The composite flood resilience index map (Fig. 5) integrates the previous four dimensions into a single metric using an equal-weighting formula. This map reveals the “true” resilience landscape of Surabaya, where low-resilience zones (red) emerge not only where the water is deepest but also where high exposure meets low social capacity. This integrated view allows planners to see beyond the hazard and identify neighborhoods where technical drainage solutions must be paired with social intervention.

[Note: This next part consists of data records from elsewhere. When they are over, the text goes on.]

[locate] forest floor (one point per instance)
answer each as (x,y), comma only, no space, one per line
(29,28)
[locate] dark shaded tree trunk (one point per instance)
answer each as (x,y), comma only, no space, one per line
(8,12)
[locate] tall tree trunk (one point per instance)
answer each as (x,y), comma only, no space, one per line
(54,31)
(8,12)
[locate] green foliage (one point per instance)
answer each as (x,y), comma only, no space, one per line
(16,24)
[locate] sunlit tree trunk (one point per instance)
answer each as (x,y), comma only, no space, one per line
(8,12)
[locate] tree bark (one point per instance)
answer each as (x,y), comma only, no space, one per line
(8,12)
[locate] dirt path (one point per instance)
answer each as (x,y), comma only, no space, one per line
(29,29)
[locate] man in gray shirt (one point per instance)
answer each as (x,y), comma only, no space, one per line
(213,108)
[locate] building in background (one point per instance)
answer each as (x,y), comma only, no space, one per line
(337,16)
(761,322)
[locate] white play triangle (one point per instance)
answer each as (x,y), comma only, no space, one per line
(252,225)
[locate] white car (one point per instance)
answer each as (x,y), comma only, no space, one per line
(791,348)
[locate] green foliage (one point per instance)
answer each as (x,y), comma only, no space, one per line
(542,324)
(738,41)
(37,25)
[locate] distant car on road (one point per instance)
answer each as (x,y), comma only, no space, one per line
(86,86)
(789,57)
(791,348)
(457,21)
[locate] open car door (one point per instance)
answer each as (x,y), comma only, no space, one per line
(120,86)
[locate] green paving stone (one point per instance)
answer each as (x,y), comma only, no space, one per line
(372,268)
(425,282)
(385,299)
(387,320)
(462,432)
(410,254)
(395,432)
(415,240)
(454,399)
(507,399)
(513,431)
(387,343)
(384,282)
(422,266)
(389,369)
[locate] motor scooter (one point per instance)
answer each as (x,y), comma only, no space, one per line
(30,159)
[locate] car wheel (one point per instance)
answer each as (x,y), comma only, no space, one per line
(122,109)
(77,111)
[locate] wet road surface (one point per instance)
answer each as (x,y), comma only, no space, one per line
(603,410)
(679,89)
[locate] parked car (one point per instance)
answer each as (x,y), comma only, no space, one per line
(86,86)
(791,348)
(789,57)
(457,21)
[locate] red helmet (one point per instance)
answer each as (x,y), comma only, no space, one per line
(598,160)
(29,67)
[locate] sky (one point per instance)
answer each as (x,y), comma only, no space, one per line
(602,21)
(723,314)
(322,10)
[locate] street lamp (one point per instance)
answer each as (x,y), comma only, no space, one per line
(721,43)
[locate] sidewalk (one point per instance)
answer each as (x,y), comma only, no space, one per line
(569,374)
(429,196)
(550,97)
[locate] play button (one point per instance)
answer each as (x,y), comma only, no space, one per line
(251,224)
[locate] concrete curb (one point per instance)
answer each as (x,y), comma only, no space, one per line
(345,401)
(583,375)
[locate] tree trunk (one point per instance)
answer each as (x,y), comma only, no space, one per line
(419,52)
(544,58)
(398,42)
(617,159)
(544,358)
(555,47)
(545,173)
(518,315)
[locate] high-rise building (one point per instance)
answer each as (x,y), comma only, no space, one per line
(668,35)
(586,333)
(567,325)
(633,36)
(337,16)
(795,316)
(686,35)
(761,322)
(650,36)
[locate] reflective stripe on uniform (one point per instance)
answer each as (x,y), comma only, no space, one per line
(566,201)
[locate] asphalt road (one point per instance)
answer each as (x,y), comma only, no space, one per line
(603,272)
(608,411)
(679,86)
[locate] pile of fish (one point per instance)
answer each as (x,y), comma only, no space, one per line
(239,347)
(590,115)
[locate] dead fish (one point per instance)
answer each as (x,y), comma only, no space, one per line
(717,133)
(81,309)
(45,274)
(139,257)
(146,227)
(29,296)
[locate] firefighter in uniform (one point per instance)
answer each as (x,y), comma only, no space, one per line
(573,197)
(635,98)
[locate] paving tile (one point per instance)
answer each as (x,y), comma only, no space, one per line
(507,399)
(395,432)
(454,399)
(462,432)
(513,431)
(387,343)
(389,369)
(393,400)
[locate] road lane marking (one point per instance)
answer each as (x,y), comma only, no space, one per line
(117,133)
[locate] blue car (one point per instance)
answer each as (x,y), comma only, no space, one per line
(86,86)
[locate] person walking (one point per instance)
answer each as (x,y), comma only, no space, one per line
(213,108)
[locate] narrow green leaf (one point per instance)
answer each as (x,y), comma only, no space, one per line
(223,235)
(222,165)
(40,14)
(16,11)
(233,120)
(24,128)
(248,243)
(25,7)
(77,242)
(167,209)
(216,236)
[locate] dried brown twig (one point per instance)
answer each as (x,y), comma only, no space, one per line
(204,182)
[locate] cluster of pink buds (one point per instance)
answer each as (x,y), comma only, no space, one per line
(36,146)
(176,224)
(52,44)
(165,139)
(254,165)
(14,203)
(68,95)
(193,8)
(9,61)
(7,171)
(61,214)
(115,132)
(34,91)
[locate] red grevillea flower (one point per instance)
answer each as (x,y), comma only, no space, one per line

3.7. Sensitivity and Robustness of Rankings

The equal-weighted baseline is intentionally transparent; however, the rankings prove resilient to plausible changes. When we perturb the weights by plus or minus a quarter for each dimension while preserving a unit sum, the Spearman correlation between the perturbed and baseline ranks remains high, indicating that the ordering of neighborhoods is not an artifact of a particular weighting choice. A leave-one-indicator-out analysis reveals a handful of Kelurahans whose classification is sensitive to the presence or absence of a single proxy, typically in cases in which two dimensions sit near a class boundary. These neighborhoods are flagged for discussion during stakeholder sessions so that local knowledge can arbitrate whether classification should be nudged by observed maintenance patterns or recent works not yet reflected in the data. Finally, a sanity check against independent field notes on standing water duration and access disruptions reveals broad agreement with the low-resilience clusters, lending further confidence that the composite signal captures lived experiences rather than merely reproducing statistical artifacts 6.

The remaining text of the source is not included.